The 2022 capercailie survey results have been published, and it’s clear that things are even worse than anybody feared. News coverage this morning has emphasised a greater sense of urgency than ever before, and it’s clear that we’re potentially entering an endgame situation for the species.

Having travelled north to meet and interview a range of capercaillie conservationists earlier this summer, I felt like I’d gathered some useful context on the subject as it stands today. Reading back through the new (2022) conservation report commissioned by NatureScot to identify a plan for protecting these birds, there were a few clear directions of travel. The authors recommended practices like habitat creation and a reduction in human disturbance, and they also emphasised the importance of predator control. The report closed with the explicit recommendation that stakeholders should not restrict themselves to implementing one or two of the recommended options, but all of them together. 

The report framed its recommendation in a context of pressing urgency; only a swift and radical change of approach can save these birds. At the time, I felt that part of the issue depended upon whether or not land managers would be granted a licence to control pine martens. The report certainly headed in that direction, but a certain flabbiness of language allowed for prevarication around control of predation, not predators. That’s where ideas emerged around non-lethal control, including contraception for pine martens and diversionary feeding. I felt jaded about these ideas because we don’t actually know if they will reduce pine marten predation on capercaillie – if we decide to adopt them, we’ll have to wait until we gather the data… which is time we do not have.

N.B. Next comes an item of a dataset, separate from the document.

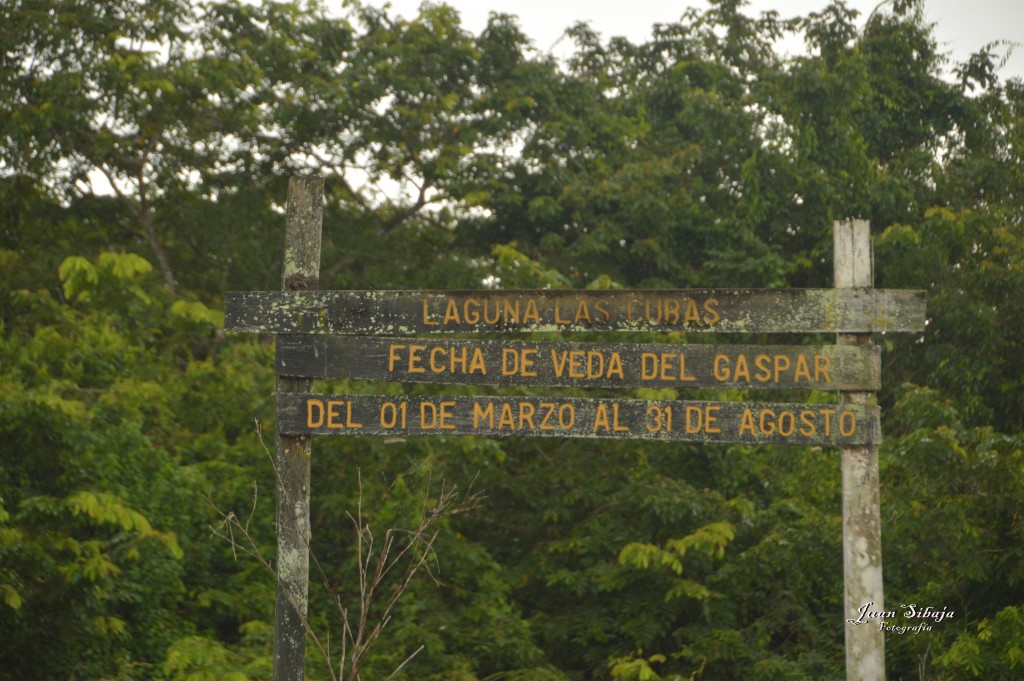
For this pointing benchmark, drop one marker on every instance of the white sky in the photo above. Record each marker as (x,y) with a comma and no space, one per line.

But irrespective of the pine marten licensing issue, some of the publicity around this latest survey has been desperately downheartening because it has failed to acknowledge the value of conventional predator control. Even in July, I worried that some big stakeholders (specifically Cairngorms Connect and RSPB) would start to cherrypick the work they wanted to do from the Scottish Government’s report, ignoring the options they felt were unpalatable. That fear has come true. In this article in the Guardian, there is a systematic emphasis on managing human disturbance and removing deer fences without a single mention of controlling foxes and crows. Predation control is given an oblique reference, but only as part of a trial into diversionary feeding. 

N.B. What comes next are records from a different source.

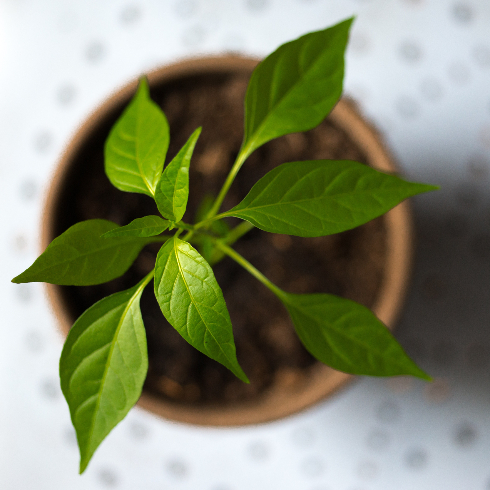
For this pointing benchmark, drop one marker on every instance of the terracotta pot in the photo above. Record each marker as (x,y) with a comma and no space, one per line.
(324,381)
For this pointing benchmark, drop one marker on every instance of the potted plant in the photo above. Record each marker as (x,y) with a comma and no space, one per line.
(104,361)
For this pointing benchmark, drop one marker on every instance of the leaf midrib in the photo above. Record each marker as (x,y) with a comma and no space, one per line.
(109,357)
(67,261)
(303,75)
(192,298)
(340,331)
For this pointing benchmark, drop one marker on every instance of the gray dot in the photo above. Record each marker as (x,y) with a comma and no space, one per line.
(458,73)
(388,412)
(438,391)
(130,14)
(410,52)
(368,470)
(186,8)
(258,451)
(481,54)
(194,36)
(407,107)
(462,13)
(34,341)
(177,468)
(312,467)
(66,94)
(107,477)
(28,189)
(465,435)
(378,440)
(478,167)
(138,431)
(94,51)
(43,141)
(477,355)
(431,89)
(444,353)
(70,436)
(359,43)
(303,437)
(50,389)
(256,5)
(416,459)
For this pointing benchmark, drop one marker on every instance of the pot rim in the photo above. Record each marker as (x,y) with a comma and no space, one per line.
(277,402)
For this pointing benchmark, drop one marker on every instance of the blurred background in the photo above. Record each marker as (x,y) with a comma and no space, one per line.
(420,70)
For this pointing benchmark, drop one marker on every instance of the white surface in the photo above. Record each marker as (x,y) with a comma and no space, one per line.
(421,70)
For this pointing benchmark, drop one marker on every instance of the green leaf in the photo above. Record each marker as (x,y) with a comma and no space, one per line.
(137,144)
(173,188)
(296,86)
(80,257)
(142,227)
(192,302)
(103,366)
(322,197)
(347,336)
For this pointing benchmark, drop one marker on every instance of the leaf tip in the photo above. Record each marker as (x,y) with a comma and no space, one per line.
(143,86)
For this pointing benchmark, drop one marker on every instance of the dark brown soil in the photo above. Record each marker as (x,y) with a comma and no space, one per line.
(349,264)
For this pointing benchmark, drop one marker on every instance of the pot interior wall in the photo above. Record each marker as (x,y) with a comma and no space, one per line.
(350,264)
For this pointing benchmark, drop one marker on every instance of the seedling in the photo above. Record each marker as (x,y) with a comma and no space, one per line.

That’s an extraordinary fluff, and it’s something like a middle-finger to the privately owned estates which spend thousands of hours on predator control each year. Some of these estates have been begging their neighbours to join them and help with this work, but in the capercaillie’s darkest hour when independent scientists have reviewed the data and reconfirmed the value of controlling foxes and crows, the headlines have been grabbed by organisations who studiously ignore it, preferring to focus on fences and mountainbikers. The problem is clearly worse than ever before – and yet the “radical” response is simply to increase a focus on existing measures. 

The publicity around this latest survey makes for grim reading, and for reasons which go beyond the precarious state of the capercaillie. Modern conservation is rightly dominated by talk of partnership working, and it’s clear that collaboration is a crucial direction of travel – however, collaboration has to be based on trust and compromise. Measured against wider issues of climate change, the capercaillie’s extinction is only a small thing, but issues like these give us an opportunity to learn how we can work together, developing relationships which will help us to tackle bigger challenges.

This kind of partnership working brings a wide range of stakeholders together, from gamekeepers and foresters to ecologists and birders. Some of these groups have a long history of conflict, so it’s not always easy to get everybody together in the same room. But for all that difficulty, it’s clear that success depends upon everybody pulling in the same direction and developing a sense of coherent consensus – even where that means acknowledging the value of things we might not like. For this reason, the frustration around this latest capercaillie survey has nothing to do with predator control, pine martens or capercaillie at all. It’s a frustration with a partnership in which some partners feel able to act independently; where trust is shattered and conflicts are perpetuated. After this morning, it feels like many of these petty battles will endure long after the last capercaillie is dead.